Over 26 billion records were recently exposed due to a firewall misconfiguration. Cybernews discovered these leaked records and broke the story. During their discovery and investigation, Cybernews was able to confirm the majority of the 26 billion records are from previously disclosed data breaches.


Since most of these records were previously exposed, should you update your passwords? Yes, it is still recommended to update your passwords, especially your business critical passwords. This exposure is suggested to also contain previously unreleased records, so it is best practice to consider updating your passwords. Not only that, but it is possible you have the same password from the original breach. See the list below for some of the more popular accounts impacted from this exposure.

  • X (formerly known as Twitter)
  • LinkedIn
  • Adobe
  • Canva
  • Dropbox

Multifactor authentication

This is one of the best things any small business can implement and most of the time it is at no extra cost. MFA adds an extra step when you authenticate into your account. This is generally done with a 6 digit pin code. The pin codes can come from a text message, email, authentication app, phone call, or mobile phone push notification. Adding this step helps protect your account because generally speaking you need your mobile device or USB key physically with you to authenticate into your account. This is something the cybercriminal will not have, because you have it.
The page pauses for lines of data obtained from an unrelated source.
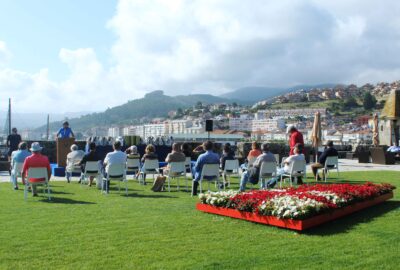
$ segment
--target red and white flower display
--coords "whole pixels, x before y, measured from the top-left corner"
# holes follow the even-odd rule
[[[282,219],[306,219],[329,210],[376,198],[395,189],[390,184],[302,185],[297,188],[250,192],[209,192],[199,198],[203,204],[275,216]]]

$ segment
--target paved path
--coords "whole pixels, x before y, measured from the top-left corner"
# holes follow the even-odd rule
[[[307,171],[311,172],[310,166],[307,166]],[[358,163],[358,160],[339,159],[339,171],[398,171],[400,175],[400,164],[395,165],[380,165],[373,163]],[[64,177],[52,177],[52,181],[65,181]],[[74,177],[76,179],[76,177]],[[0,172],[0,182],[9,182],[10,177],[8,172]]]

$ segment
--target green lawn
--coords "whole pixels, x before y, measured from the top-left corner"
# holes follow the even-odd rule
[[[399,172],[341,177],[400,183]],[[341,178],[342,179],[342,178]],[[195,210],[186,192],[129,197],[54,182],[54,200],[0,184],[0,269],[398,269],[400,195],[303,233]],[[236,188],[236,186],[235,186]]]

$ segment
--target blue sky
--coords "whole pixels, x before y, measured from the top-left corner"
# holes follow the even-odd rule
[[[106,27],[117,1],[0,0],[0,40],[12,52],[9,67],[26,72],[49,69],[54,80],[68,76],[60,48],[94,48],[107,63],[115,35]]]
[[[400,79],[397,0],[0,0],[0,111]]]

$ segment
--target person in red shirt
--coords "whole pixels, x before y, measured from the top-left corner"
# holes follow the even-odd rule
[[[300,131],[298,131],[295,126],[288,126],[287,133],[289,134],[289,146],[290,146],[289,155],[292,156],[294,155],[294,146],[296,144],[300,144],[302,148],[304,148],[303,134]],[[302,152],[300,152],[300,154],[302,154]]]
[[[51,176],[51,168],[50,168],[50,162],[48,157],[44,156],[41,154],[42,147],[38,142],[34,142],[31,145],[31,152],[32,155],[27,157],[24,161],[24,165],[22,166],[22,183],[25,184],[25,179],[28,176],[28,170],[29,168],[47,168],[47,173],[48,173],[48,179],[50,180]],[[31,178],[29,179],[30,182],[41,182],[44,179],[37,179],[37,178]],[[32,185],[32,194],[33,196],[37,196],[36,192],[36,185]]]

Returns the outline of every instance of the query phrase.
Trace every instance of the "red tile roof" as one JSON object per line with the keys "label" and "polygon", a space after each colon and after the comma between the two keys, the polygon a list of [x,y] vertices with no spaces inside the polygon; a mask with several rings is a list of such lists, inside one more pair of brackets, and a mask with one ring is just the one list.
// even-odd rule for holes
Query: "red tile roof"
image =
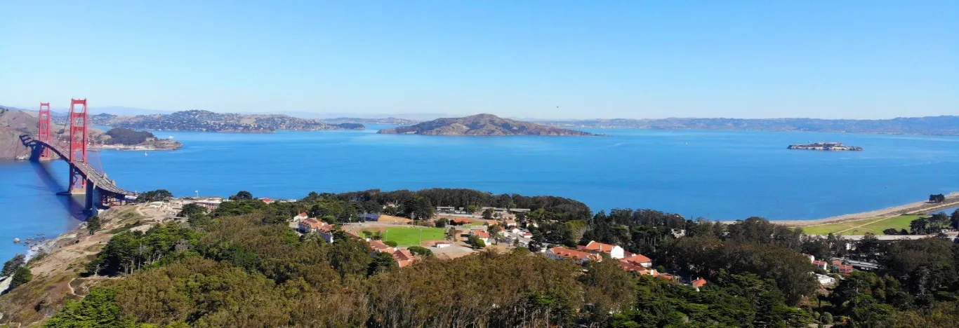
{"label": "red tile roof", "polygon": [[642,265],[643,263],[652,263],[653,260],[643,254],[633,254],[632,256],[623,258],[622,261]]}
{"label": "red tile roof", "polygon": [[318,229],[318,228],[323,227],[323,226],[326,225],[325,222],[321,222],[321,221],[314,219],[312,217],[304,219],[303,223],[306,224],[307,226],[309,226],[310,229]]}
{"label": "red tile roof", "polygon": [[615,247],[616,247],[616,245],[603,244],[603,243],[600,243],[600,242],[597,242],[597,241],[594,240],[594,241],[590,241],[589,244],[586,244],[586,247],[584,249],[588,250],[588,251],[598,251],[610,252],[610,251],[613,251],[613,248],[615,248]]}
{"label": "red tile roof", "polygon": [[656,277],[660,278],[660,279],[670,280],[671,281],[675,276],[672,275],[672,274],[669,274],[669,273],[659,273],[659,274],[656,274]]}
{"label": "red tile roof", "polygon": [[409,251],[399,250],[393,251],[393,259],[396,260],[396,264],[398,264],[400,268],[403,268],[412,264],[414,257]]}
{"label": "red tile roof", "polygon": [[372,248],[373,251],[393,251],[392,247],[389,247],[389,245],[384,244],[382,241],[379,240],[370,240],[369,247]]}
{"label": "red tile roof", "polygon": [[560,257],[575,258],[575,259],[579,259],[579,260],[584,259],[584,258],[589,257],[590,255],[592,255],[592,254],[590,254],[590,253],[588,253],[586,251],[576,251],[576,250],[570,250],[570,249],[566,249],[566,248],[562,248],[562,247],[554,247],[554,248],[550,249],[550,251],[552,251],[552,253],[554,253],[554,254],[556,254],[557,256],[560,256]]}

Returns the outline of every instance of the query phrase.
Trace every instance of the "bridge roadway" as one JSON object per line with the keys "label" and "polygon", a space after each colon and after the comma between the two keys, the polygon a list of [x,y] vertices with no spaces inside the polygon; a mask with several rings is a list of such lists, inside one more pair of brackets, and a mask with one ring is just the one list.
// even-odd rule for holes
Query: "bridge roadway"
{"label": "bridge roadway", "polygon": [[47,147],[50,150],[53,150],[55,153],[57,153],[58,156],[60,157],[60,159],[66,161],[67,163],[70,163],[71,165],[80,170],[81,174],[82,174],[86,178],[87,183],[93,184],[93,187],[99,188],[102,191],[111,193],[116,196],[121,196],[121,197],[136,196],[135,192],[129,191],[127,189],[117,186],[116,183],[114,183],[112,180],[106,179],[106,176],[104,173],[97,172],[97,170],[94,169],[93,166],[90,166],[90,164],[86,163],[71,163],[69,160],[70,153],[67,150],[69,149],[68,146],[61,144],[60,142],[46,142],[38,141],[35,138],[33,138],[33,136],[29,137],[30,139],[33,139],[33,142],[36,142],[39,145]]}

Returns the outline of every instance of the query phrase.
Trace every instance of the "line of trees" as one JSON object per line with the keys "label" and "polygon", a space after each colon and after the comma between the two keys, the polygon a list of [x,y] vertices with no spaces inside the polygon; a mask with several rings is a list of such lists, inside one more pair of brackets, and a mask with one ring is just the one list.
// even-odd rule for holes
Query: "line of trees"
{"label": "line of trees", "polygon": [[[425,256],[400,270],[359,238],[337,232],[327,244],[287,226],[302,210],[339,222],[386,203],[482,197],[430,190],[314,193],[269,205],[250,195],[213,213],[184,208],[189,225],[114,236],[87,270],[125,277],[106,280],[47,325],[936,327],[959,319],[959,247],[939,238],[864,238],[847,251],[841,236],[811,237],[759,217],[722,225],[648,209],[580,216],[575,203],[560,201],[530,207],[521,219],[533,232],[528,251],[614,243],[680,278],[706,277],[697,292],[624,272],[611,259],[584,270],[523,248],[456,260],[411,248]],[[854,273],[822,296],[810,274],[816,269],[801,252],[875,261],[883,270]]]}

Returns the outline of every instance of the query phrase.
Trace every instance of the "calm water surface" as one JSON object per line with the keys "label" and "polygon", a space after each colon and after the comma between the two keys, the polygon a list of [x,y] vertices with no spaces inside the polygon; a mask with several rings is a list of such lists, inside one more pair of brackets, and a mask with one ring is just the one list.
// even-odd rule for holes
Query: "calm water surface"
{"label": "calm water surface", "polygon": [[[608,137],[435,137],[365,131],[154,132],[177,151],[92,156],[128,189],[300,198],[310,191],[467,187],[558,195],[594,210],[646,208],[716,220],[815,219],[959,190],[959,138],[802,132],[596,130]],[[787,150],[842,142],[861,152]],[[146,154],[146,155],[145,155]],[[62,233],[79,205],[66,164],[0,164],[0,258]]]}

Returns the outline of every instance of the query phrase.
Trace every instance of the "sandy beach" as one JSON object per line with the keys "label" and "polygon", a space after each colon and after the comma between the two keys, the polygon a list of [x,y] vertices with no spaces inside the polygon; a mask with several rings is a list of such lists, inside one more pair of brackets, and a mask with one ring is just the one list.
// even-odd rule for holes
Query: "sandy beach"
{"label": "sandy beach", "polygon": [[877,219],[877,218],[896,216],[907,213],[921,213],[940,208],[949,208],[955,207],[959,207],[959,192],[952,192],[949,193],[948,195],[946,195],[946,201],[942,203],[929,203],[927,201],[920,201],[915,203],[909,203],[906,205],[886,208],[882,209],[877,209],[859,213],[852,213],[852,214],[843,214],[824,219],[786,220],[786,221],[776,221],[776,223],[789,227],[808,227],[808,226],[818,226],[818,225],[840,223],[847,221]]}

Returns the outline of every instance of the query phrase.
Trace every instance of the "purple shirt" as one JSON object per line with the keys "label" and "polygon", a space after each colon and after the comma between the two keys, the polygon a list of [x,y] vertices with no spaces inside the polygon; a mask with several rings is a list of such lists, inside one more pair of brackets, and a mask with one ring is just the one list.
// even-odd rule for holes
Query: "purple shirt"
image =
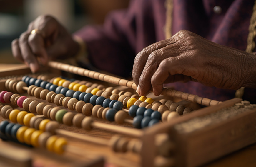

An added bonus is if you get a notification pin code for an account you didn’t try to access, you know your username and password has most likely been compromised alerting you to update that impacted account. 

Self awareness

When account records are exposed, especially 26 billion records, it can be difficult to assess which passwords, which accounts you need to monitor. You may also need to stay alert for new user accounts being opened with your email address or maybe even in real life accounts, like new lines of credit as an example. It is important to be on your guard for suspicious or sometimes subtle changes made to your accounts. Maybe your business social media account was compromised and there is an unusual post that you didn’t publish. Maybe you received an email asking you to verify a new account or an account settings change. These could all be signs of a compromised account.